Speaking of which, as Urban Meyer (a guy who listed Michigan, Notre Dame, and Ohio State as his three dream jobs when he was at Utah) was laying waste to Tennessee, I was thinking about the approach of SEC powers to hiring coaches as opposed to the Big Ten. In comparing the two conferences, the SEC starts with a talent advantage because there are more good players in the Sunbelt than there are in the upper Midwest. Now, SEC teams have added a coaching arms race to their talent advantage. Florida hired the hottest coaching prospect in the country three years ago (and were swifter in canning Ron Zook than anyone in the Big Ten would have been). Alabama hired a coach with a national title on his resume, as did South Carolina. LSU hired a coach who had been successful at a BCS conference school. Tennessee will almost certainly do the same if and when they off Fulmer. I can't think of a single Big Ten hire in recent memory that comes close to South Carolina hiring Spurrier, Alabama hiring Saban, or even LSU hiring Miles. Instead, you have Big Ten teams hiring SEC wash-outs (Ron Zook), college defensive coordinators (Mark Dantonio [with three years as the head man at Cincinnati thrown in] and Bret Bielema), NFL position coaches (Tim Brewster), and college position coaches (Pat Fitzgerald). This is not to say that one or more of the Big Ten's recent hires won't be good coaches, but you can see why a gap might emerge. On a strict resume basis, the SEC is hiring much better coaches.
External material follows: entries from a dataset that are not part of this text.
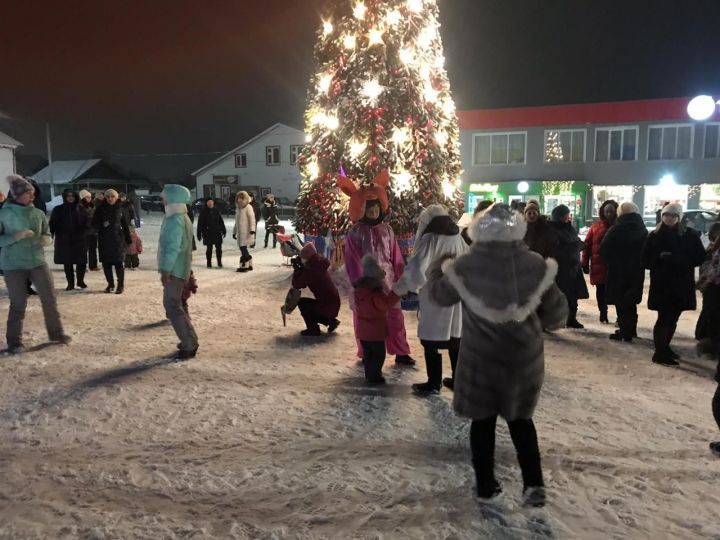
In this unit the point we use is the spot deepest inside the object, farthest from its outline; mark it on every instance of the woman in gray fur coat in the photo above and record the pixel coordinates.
(508, 295)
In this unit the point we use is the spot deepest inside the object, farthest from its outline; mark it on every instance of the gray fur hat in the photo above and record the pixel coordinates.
(498, 224)
(371, 268)
(19, 185)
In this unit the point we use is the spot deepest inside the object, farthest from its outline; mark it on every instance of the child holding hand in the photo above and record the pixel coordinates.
(371, 308)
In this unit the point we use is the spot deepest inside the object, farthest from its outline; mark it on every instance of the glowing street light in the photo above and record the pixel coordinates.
(701, 107)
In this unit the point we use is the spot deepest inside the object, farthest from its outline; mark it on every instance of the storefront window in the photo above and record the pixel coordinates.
(710, 197)
(619, 194)
(655, 196)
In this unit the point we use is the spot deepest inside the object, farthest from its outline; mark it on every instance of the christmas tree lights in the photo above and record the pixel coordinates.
(379, 100)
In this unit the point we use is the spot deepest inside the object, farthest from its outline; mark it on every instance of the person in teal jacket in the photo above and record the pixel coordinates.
(174, 261)
(24, 232)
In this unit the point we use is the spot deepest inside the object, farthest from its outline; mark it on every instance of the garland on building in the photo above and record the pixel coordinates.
(553, 148)
(379, 100)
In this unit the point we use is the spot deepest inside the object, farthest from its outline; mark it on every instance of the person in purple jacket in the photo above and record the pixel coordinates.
(311, 271)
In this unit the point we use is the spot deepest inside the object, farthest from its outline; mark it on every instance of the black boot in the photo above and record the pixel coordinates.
(70, 277)
(661, 338)
(81, 277)
(433, 363)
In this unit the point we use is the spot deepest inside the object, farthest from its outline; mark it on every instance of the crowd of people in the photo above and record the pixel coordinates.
(487, 293)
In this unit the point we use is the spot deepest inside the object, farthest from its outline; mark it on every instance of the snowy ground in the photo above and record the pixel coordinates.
(267, 435)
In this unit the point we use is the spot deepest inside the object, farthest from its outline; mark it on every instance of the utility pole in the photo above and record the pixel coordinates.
(49, 147)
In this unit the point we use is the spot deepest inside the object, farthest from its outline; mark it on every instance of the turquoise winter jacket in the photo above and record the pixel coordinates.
(28, 252)
(176, 234)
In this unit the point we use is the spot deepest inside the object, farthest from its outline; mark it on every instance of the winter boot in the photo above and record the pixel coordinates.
(715, 448)
(81, 278)
(433, 363)
(311, 332)
(661, 338)
(572, 321)
(70, 277)
(404, 360)
(534, 497)
(487, 486)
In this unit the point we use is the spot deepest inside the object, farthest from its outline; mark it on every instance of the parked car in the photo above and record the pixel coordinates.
(701, 221)
(222, 205)
(151, 203)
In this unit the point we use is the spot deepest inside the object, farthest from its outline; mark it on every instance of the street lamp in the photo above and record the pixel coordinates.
(701, 107)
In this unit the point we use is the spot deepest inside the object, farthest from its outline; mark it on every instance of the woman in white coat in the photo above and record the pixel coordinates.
(439, 327)
(244, 231)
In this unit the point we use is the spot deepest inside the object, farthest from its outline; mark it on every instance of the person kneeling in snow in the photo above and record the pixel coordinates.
(439, 326)
(508, 295)
(174, 260)
(311, 270)
(371, 309)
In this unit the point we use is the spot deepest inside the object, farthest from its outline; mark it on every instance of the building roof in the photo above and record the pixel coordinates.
(618, 112)
(243, 145)
(64, 172)
(8, 142)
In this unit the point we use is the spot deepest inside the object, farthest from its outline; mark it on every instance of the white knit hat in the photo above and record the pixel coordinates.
(628, 208)
(672, 208)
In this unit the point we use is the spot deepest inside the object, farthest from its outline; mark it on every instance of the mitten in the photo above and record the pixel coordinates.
(22, 235)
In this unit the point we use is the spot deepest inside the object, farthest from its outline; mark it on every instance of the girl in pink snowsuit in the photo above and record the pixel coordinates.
(370, 235)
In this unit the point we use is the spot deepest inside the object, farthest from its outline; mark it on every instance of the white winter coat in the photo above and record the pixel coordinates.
(437, 323)
(244, 225)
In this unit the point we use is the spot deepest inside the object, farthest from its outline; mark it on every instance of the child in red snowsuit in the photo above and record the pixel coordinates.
(371, 308)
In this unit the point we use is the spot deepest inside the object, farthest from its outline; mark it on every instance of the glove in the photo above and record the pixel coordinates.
(22, 235)
(400, 288)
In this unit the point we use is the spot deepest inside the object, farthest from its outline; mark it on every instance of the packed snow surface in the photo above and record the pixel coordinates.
(269, 435)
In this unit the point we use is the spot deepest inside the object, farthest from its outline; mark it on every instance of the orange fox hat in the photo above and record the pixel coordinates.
(377, 190)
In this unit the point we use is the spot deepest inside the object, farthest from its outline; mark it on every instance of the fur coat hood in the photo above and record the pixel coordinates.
(481, 278)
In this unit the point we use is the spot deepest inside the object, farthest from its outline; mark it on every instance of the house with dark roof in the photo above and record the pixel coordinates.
(267, 163)
(90, 174)
(645, 151)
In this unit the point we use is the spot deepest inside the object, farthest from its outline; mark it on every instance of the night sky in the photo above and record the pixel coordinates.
(189, 76)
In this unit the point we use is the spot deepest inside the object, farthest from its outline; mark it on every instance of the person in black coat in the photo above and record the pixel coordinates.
(87, 204)
(569, 278)
(621, 249)
(69, 225)
(671, 253)
(128, 209)
(540, 235)
(113, 238)
(269, 211)
(211, 230)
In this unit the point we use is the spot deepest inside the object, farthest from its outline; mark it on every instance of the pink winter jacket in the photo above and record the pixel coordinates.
(371, 307)
(378, 241)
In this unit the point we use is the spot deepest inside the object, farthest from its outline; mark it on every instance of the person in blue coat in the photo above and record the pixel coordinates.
(174, 262)
(24, 232)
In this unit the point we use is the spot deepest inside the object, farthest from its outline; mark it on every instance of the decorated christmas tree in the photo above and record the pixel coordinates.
(379, 100)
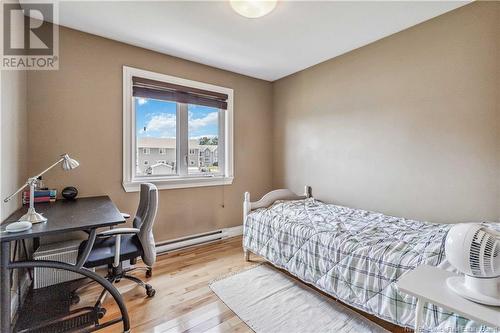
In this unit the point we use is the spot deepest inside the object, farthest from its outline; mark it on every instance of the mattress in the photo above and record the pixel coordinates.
(354, 255)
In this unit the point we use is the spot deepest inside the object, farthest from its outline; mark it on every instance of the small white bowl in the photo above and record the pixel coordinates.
(18, 226)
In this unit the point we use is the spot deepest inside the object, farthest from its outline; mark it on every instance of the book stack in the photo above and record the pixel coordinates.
(40, 196)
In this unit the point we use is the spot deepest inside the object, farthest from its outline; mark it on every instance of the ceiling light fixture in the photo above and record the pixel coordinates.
(253, 8)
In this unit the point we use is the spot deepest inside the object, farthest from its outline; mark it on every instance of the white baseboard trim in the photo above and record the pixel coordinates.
(196, 239)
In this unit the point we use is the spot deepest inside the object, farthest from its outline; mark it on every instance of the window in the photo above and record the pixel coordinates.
(191, 122)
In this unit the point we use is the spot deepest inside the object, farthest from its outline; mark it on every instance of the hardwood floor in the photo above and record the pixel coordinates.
(183, 300)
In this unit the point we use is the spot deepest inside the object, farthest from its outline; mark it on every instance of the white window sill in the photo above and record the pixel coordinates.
(166, 184)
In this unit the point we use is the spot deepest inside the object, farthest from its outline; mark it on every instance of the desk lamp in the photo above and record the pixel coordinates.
(32, 216)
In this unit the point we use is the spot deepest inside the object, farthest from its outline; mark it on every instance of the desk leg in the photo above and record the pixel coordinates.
(5, 287)
(419, 312)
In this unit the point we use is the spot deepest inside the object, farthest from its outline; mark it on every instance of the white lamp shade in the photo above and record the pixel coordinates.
(69, 163)
(253, 8)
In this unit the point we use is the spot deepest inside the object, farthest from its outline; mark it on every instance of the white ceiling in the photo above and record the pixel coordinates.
(296, 35)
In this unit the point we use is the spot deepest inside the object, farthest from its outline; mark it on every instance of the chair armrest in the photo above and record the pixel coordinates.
(118, 231)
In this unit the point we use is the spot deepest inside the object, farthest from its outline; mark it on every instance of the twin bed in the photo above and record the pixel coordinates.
(354, 255)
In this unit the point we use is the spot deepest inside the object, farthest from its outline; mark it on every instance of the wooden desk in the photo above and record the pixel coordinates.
(84, 214)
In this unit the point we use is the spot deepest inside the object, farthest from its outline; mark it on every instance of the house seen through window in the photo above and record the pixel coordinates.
(180, 131)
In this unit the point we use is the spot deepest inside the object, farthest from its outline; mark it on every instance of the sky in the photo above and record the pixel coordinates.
(156, 118)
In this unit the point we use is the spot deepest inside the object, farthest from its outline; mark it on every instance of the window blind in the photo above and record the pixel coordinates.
(148, 88)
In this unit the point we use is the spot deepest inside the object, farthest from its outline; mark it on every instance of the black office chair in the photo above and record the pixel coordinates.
(113, 247)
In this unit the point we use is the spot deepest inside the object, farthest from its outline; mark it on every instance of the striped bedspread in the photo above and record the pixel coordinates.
(354, 255)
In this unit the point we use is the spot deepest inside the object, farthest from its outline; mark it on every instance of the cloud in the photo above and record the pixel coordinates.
(210, 119)
(163, 125)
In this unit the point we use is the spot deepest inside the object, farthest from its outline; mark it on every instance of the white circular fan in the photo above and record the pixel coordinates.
(475, 251)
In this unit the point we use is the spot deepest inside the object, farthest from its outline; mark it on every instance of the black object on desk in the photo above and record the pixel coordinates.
(84, 214)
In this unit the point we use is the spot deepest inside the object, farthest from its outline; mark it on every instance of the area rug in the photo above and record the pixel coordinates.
(269, 301)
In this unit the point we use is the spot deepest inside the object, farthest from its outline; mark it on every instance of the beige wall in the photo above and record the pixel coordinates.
(14, 124)
(78, 109)
(13, 152)
(409, 125)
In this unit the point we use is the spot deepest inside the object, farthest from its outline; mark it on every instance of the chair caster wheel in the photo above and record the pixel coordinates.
(100, 312)
(150, 291)
(74, 298)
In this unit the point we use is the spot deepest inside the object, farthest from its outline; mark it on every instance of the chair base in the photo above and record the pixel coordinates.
(115, 275)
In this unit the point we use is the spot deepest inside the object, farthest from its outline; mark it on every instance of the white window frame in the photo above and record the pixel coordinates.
(131, 182)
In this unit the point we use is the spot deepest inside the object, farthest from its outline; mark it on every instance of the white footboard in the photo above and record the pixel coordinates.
(266, 201)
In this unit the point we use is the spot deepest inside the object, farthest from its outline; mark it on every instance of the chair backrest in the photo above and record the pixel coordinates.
(144, 220)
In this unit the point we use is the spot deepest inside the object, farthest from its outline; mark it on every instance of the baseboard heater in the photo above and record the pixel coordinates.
(197, 239)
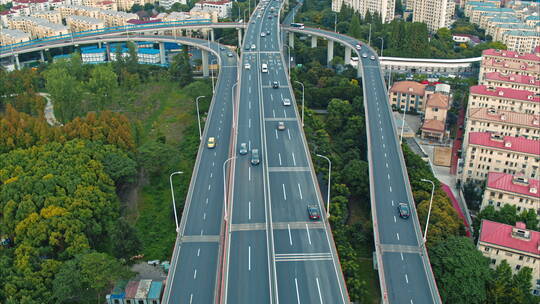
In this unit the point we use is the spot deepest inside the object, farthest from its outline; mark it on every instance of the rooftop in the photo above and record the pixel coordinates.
(509, 117)
(408, 87)
(506, 93)
(509, 143)
(501, 235)
(514, 184)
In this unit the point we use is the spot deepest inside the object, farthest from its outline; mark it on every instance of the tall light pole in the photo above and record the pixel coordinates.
(198, 115)
(329, 179)
(382, 46)
(225, 188)
(302, 100)
(174, 203)
(429, 211)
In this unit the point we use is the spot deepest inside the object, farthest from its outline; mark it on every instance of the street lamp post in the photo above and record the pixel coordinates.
(302, 100)
(225, 188)
(382, 46)
(174, 203)
(329, 179)
(429, 211)
(198, 115)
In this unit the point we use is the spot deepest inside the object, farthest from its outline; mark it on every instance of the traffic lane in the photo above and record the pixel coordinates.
(284, 148)
(293, 241)
(291, 193)
(311, 281)
(405, 278)
(195, 276)
(248, 268)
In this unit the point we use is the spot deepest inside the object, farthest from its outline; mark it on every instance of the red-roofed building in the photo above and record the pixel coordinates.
(490, 152)
(507, 189)
(482, 96)
(519, 246)
(513, 81)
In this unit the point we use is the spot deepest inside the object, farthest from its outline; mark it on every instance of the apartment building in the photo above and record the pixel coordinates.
(513, 81)
(515, 190)
(510, 62)
(519, 246)
(83, 23)
(51, 16)
(505, 123)
(385, 8)
(408, 95)
(521, 41)
(490, 152)
(434, 125)
(8, 36)
(434, 13)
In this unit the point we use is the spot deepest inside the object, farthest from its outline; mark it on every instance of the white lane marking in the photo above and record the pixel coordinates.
(309, 236)
(297, 293)
(319, 289)
(290, 237)
(249, 258)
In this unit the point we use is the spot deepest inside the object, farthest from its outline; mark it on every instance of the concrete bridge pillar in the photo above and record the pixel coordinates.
(313, 41)
(330, 53)
(291, 39)
(239, 38)
(347, 55)
(162, 52)
(205, 62)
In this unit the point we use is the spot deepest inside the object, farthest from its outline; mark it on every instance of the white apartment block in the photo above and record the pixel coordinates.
(482, 96)
(385, 8)
(222, 8)
(513, 81)
(8, 36)
(517, 245)
(83, 23)
(435, 14)
(489, 152)
(515, 190)
(505, 123)
(510, 62)
(51, 16)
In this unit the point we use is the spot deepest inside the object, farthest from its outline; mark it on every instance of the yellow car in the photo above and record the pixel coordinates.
(211, 143)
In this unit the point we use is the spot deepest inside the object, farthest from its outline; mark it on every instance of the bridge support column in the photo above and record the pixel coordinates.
(330, 53)
(162, 52)
(239, 38)
(347, 55)
(205, 62)
(17, 63)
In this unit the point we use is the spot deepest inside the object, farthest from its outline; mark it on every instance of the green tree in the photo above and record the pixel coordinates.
(461, 271)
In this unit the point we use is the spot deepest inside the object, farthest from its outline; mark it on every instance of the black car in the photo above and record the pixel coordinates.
(404, 210)
(313, 212)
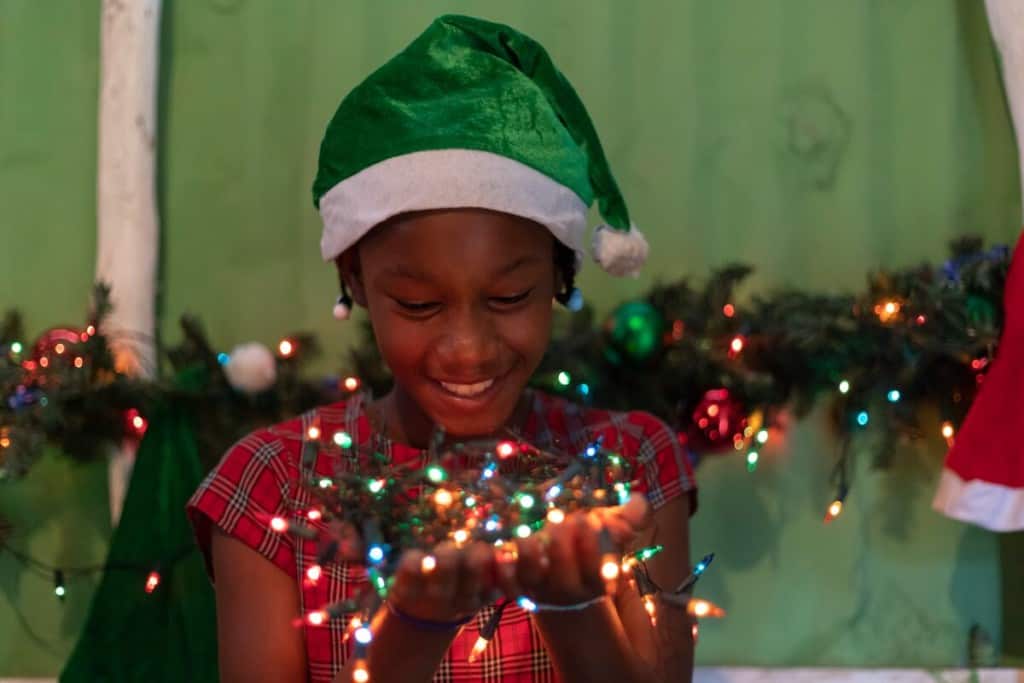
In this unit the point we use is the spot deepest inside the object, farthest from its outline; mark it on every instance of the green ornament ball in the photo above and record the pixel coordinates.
(634, 334)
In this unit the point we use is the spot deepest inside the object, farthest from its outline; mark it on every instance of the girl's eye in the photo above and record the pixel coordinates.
(511, 300)
(417, 306)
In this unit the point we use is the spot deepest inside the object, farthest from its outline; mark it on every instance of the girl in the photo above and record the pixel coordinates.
(454, 185)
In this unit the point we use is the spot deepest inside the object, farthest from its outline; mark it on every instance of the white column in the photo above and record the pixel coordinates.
(127, 240)
(1007, 20)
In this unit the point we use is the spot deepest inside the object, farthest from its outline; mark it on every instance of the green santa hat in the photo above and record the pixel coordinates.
(471, 114)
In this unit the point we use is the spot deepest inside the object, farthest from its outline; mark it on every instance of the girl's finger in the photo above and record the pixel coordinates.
(505, 559)
(534, 563)
(442, 577)
(409, 580)
(563, 578)
(471, 579)
(589, 553)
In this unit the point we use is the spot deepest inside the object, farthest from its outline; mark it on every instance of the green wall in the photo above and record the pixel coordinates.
(813, 138)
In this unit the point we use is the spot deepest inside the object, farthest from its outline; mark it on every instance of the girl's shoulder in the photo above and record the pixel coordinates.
(659, 460)
(258, 478)
(632, 432)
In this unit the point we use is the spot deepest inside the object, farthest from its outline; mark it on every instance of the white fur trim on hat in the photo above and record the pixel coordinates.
(993, 506)
(620, 252)
(448, 179)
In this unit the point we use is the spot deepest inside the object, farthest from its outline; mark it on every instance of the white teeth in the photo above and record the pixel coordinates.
(468, 390)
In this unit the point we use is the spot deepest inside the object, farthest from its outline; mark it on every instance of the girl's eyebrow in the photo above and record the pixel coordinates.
(411, 272)
(407, 271)
(523, 260)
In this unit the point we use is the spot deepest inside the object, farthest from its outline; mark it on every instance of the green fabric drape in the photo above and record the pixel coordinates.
(169, 635)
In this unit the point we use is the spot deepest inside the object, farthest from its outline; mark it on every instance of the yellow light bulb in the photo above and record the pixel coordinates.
(705, 609)
(478, 647)
(609, 569)
(648, 604)
(556, 516)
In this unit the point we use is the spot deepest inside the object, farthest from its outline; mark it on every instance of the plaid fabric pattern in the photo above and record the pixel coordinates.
(259, 477)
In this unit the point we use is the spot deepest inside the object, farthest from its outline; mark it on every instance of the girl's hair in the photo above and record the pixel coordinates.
(565, 265)
(565, 261)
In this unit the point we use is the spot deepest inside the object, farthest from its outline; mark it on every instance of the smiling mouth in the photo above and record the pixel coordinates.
(467, 390)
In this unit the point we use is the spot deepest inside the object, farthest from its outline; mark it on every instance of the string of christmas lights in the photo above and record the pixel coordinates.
(722, 370)
(150, 575)
(497, 492)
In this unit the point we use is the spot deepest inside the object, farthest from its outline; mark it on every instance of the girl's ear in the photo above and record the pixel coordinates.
(350, 274)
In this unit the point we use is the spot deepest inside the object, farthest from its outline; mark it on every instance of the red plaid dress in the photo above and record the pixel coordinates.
(258, 478)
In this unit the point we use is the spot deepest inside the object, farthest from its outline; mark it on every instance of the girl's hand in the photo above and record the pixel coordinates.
(449, 586)
(561, 564)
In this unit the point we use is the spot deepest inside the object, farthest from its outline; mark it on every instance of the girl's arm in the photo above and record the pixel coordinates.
(615, 642)
(256, 603)
(400, 652)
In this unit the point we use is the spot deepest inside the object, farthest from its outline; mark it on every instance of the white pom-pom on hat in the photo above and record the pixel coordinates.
(251, 368)
(620, 253)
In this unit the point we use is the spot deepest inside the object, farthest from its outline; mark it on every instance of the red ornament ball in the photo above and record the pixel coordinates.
(55, 342)
(717, 423)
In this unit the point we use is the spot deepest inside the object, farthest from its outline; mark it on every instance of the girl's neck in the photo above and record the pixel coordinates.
(399, 419)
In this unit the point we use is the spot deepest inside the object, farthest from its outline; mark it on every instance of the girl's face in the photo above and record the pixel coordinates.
(460, 302)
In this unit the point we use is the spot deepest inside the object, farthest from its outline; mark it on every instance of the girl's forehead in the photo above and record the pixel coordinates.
(460, 236)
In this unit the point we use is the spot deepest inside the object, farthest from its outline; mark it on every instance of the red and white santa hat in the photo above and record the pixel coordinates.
(983, 478)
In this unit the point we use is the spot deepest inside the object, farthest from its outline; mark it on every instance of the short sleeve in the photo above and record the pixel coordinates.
(663, 466)
(242, 495)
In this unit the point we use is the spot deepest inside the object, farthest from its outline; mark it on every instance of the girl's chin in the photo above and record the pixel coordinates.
(479, 416)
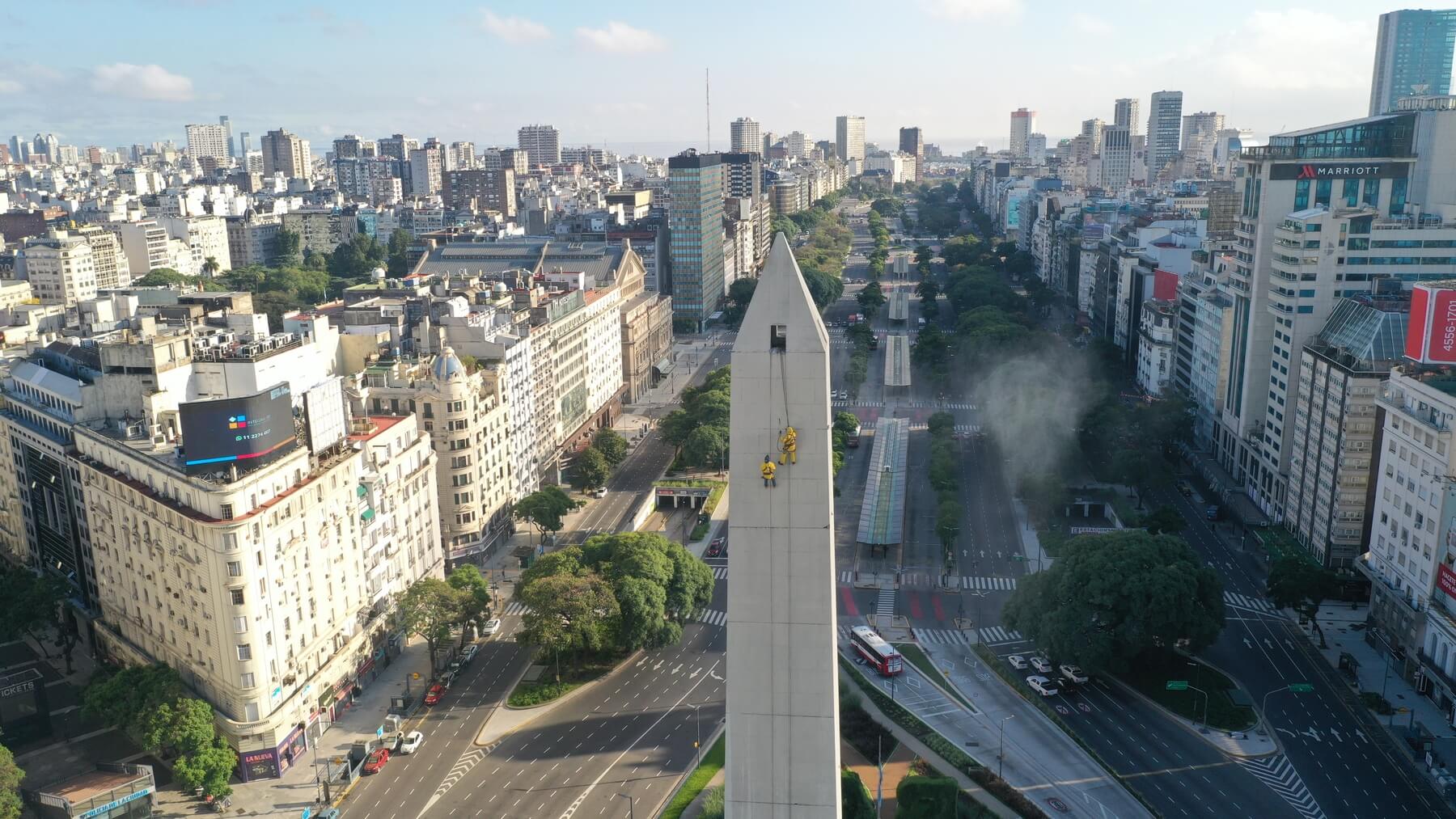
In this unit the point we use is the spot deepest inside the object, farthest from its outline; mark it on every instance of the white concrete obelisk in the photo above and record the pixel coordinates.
(782, 673)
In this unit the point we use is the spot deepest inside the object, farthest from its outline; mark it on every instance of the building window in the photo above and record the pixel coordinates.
(1301, 194)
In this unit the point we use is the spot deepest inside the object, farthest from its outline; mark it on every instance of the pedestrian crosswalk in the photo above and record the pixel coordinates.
(995, 635)
(944, 636)
(886, 606)
(1252, 604)
(989, 584)
(1283, 779)
(932, 580)
(713, 617)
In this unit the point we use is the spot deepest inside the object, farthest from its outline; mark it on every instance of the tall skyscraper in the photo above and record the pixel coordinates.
(1412, 56)
(744, 136)
(207, 141)
(540, 143)
(1128, 114)
(849, 138)
(1201, 133)
(227, 129)
(1117, 158)
(695, 220)
(912, 141)
(286, 153)
(1164, 129)
(1022, 123)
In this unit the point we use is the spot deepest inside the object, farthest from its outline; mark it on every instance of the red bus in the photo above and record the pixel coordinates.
(875, 651)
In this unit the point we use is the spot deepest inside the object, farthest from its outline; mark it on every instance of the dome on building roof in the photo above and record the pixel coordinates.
(447, 365)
6. Going into this year, the CW was that Sylvester Croom was on a hotter seat than The Orgeron, probably because Croom was going into his fourth year and wasn't recruiting as well. That said, Croom has now beaten Alabama, Auburn, and Florida, whereas The Orgeron's SEC wins have come against 3-8 Kentucky, 3-9 Mississippi State, and 4-8 Vandy (in a game that Vandy outgained Ole Miss significantly). The Rebs got dominated over the weekend by Vandy and now have Florida and Georgia back-to-back.
7. The Alabama-Arkansas ending, followed in short succession by the Kentucky-Louisville ending, were great advertisements for college football in general and the SEC in particular. Who knew that Bobby Petrino would leave Louisville and the defense would collapse instead of the offense?
8. Someone needs to explain to me why John David Booty is a Heisman front-runner. He was decent, but nothing special last year, and he's shown no signs of being any different this year. On Saturday night, with a dominant running game in tow, Booty averaged a whopping 4.8 yards per pass attempt. His candidacy reveals the Heisman to be nothing more than a popularity contest for the best running back and quarterback on the top teams in the country. (Another newsflash on par with "Manning is better than Harrington.") It's relevant to casual fans and therefore, gets covered excessively by the major media outlets. I'm not entirely sure why I just spent a paragraph on it. I should have just said that Booty is average and left it at that.
9. Blake Mitchell threw three picks against South Carolina State over the weekend. This came on the heels of a performance against Georgia that can best be described as one near-disaster after another. I can't imagine what's going through Steve Spurrier's mind this week as he prepares Mitchell to play LSU on the road.
10. I think we can safely file Kirk Ferentz under the heading "being a hot coaching prospect is fleeting."